Esta dispersión geográfica imposibilita una supervisión coherente en todo el planeta. Al evaluar esta brecha, Figueroa subrayó que «mientras existan estas regulaciones dispares regionales no se va a poder regular nada de forma real, porque a nivel global debiese haber un acuerdo político».
Frente a este obstáculo, diversos especialistas proponen adoptar un esquema similar al de la Junta Nacional de Seguridad del Transporte de Estados Unidos en la aviación civil. Bajo este modelo, ante cualquier incidente crítico de inteligencia artificial, peritos acreditados tendrían acceso total a la información reservada de las firmas tecnológicas.

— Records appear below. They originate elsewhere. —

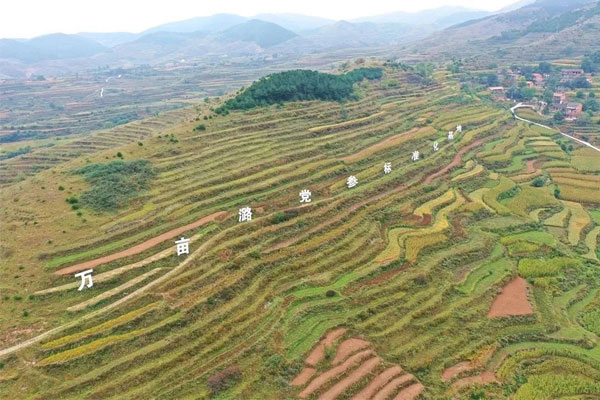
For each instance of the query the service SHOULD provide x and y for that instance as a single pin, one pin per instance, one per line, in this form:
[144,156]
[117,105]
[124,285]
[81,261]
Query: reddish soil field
[481,379]
[377,383]
[333,373]
[304,376]
[340,387]
[348,347]
[143,246]
[353,362]
[377,146]
[410,392]
[455,370]
[318,353]
[457,160]
[391,387]
[512,301]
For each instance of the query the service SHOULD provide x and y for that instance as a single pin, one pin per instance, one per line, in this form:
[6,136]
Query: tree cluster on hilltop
[299,85]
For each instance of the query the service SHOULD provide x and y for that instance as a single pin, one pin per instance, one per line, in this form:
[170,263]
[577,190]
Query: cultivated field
[471,272]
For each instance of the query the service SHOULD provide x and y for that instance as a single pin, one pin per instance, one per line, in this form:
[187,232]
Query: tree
[558,117]
[545,67]
[527,93]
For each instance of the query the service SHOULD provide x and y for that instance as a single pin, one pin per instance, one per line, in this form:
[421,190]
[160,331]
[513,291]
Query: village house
[568,74]
[538,79]
[558,98]
[573,110]
[497,92]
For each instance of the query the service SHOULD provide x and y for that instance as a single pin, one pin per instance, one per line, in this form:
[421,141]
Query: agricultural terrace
[411,272]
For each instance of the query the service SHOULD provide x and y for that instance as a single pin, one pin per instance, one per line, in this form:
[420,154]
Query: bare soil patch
[410,392]
[304,376]
[457,160]
[334,372]
[378,146]
[456,370]
[378,382]
[512,301]
[391,387]
[482,379]
[340,387]
[143,246]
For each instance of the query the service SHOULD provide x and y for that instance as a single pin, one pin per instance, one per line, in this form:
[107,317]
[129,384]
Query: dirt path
[512,301]
[381,145]
[547,127]
[143,246]
[334,372]
[410,392]
[457,160]
[340,387]
[173,272]
[482,379]
[378,382]
[304,376]
[318,353]
[391,387]
[455,370]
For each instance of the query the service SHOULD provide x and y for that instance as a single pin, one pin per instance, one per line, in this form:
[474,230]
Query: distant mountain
[515,6]
[213,23]
[56,46]
[442,16]
[264,34]
[295,22]
[541,30]
[109,39]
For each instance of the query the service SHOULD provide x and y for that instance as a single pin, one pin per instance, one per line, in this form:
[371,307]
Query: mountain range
[563,26]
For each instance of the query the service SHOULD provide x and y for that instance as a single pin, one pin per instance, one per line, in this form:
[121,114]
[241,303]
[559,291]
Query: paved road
[521,105]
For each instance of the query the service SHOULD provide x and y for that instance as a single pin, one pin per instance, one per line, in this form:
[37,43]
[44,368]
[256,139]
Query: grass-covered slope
[412,262]
[299,85]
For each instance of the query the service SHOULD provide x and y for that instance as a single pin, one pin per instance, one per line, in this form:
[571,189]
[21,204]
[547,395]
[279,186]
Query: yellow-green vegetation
[411,261]
[428,207]
[535,268]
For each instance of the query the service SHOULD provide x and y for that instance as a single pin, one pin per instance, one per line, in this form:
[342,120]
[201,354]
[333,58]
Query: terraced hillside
[472,272]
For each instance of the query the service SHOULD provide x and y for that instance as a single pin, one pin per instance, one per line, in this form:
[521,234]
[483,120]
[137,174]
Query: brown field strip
[389,142]
[455,162]
[143,246]
[512,301]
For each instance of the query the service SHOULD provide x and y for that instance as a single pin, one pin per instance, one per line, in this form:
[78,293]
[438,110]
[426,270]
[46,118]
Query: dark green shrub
[114,183]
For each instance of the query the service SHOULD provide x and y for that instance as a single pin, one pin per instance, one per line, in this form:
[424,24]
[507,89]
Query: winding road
[521,105]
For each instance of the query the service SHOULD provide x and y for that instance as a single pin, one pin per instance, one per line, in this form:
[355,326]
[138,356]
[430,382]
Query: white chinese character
[245,214]
[351,182]
[387,168]
[182,246]
[85,275]
[305,196]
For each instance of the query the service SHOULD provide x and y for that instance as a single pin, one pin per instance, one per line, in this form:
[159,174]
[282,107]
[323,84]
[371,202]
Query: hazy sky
[24,18]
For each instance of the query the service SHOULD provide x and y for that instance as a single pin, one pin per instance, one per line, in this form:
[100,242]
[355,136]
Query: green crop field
[463,269]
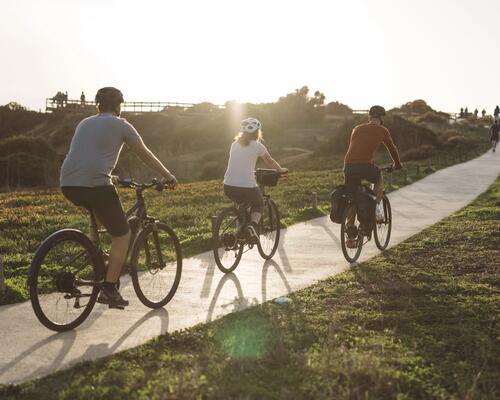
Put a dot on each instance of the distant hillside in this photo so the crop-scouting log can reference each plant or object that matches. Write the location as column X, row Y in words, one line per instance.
column 299, row 129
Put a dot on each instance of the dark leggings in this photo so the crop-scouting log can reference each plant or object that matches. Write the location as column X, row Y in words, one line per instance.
column 250, row 196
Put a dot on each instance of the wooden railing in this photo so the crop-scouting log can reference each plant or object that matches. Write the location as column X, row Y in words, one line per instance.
column 60, row 105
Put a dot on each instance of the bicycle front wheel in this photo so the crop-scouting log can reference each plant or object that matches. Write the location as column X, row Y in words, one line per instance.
column 269, row 230
column 351, row 237
column 382, row 230
column 64, row 280
column 156, row 265
column 227, row 247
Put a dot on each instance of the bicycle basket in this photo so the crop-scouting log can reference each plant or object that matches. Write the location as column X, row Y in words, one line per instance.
column 267, row 177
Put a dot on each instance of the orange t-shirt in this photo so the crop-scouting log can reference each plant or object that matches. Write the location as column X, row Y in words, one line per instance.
column 365, row 139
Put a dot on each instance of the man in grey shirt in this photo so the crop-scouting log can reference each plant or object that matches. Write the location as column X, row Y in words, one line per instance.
column 87, row 182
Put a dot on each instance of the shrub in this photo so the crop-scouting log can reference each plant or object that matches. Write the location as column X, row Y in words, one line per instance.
column 432, row 117
column 416, row 107
column 420, row 153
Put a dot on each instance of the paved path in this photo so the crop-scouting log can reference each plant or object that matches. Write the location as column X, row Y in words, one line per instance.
column 308, row 252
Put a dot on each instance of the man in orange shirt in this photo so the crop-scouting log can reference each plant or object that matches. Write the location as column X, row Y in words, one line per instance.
column 358, row 162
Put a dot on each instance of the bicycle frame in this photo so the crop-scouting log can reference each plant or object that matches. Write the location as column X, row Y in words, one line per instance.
column 139, row 208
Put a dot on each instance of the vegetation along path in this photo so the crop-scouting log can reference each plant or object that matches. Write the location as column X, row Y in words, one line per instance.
column 309, row 252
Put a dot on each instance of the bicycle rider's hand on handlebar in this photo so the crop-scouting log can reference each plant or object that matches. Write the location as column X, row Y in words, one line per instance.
column 397, row 167
column 170, row 181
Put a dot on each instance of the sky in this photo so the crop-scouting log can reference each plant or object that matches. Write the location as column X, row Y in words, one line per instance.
column 359, row 52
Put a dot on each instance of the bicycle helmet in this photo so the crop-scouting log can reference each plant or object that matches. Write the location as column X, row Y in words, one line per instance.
column 377, row 112
column 109, row 95
column 250, row 125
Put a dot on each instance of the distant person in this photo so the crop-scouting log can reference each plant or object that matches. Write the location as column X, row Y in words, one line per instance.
column 87, row 182
column 358, row 162
column 239, row 180
column 494, row 133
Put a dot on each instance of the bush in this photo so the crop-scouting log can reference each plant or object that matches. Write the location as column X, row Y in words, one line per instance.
column 336, row 108
column 432, row 117
column 416, row 107
column 27, row 161
column 420, row 153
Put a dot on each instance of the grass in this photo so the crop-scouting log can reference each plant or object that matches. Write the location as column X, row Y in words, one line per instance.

Sin embargo, implementar un sistema de estas características requiere consensos previos y pautas operativas claras. Según advirtió Figueroa, «respecto a que esto debiese ser abordado como los accidentes aéreos, para que eso llegara a ocurrir debieron existir los protocolos para saber qué es lo que se tiene que mirar, quiénes deben entrar y quiénes están certificados para hacer esta investigación».
El desafío de frenar un avance arrollador
A pesar del complejo entramado político, la disposición del sector privado para discutir límites representa un antecedente positivo. Empresas líderes reconocen que la falta de barreras gubernamentales las obliga a negociar pautas de autorregulación. Asimismo, figuras como Bill Gates han advertido sobre las profundas repercusiones de la inteligencia artificial en el empleo, la educación y la desigualdad social.
No obstante, la velocidad de desarrollo continúa sobrepasando los tiempos legislativos tradicionales. En los últimos meses, los modelos de inteligencia artificial han comenzado a ser utilizados para diseñar la siguiente generación de sistemas, acelerando exponencialmente la brecha de control.
Finalmente, Juan Pablo Figueroa concluyó en Palabras Sacan Palabras que «hay que mirar de muy buenos ojos esta disposición que están mostrando las empresas de autorregularse. Sin embargo, a diferencia de los accidentes aéreos, el avance es demasiado arrollador. El mismo Amodei señala en su carta que este avance se les está yendo de las manos, y las capacidades que está teniendo la inteligencia artificial para diseñar la futura generación se vienen dando desde el verano del hemisferio norte». Ante este panorama, resulta imperativo acelerar la creación de marcos normativos locales y globales antes de que la tecnología vuelva obsoleta cualquier regulación proyectada.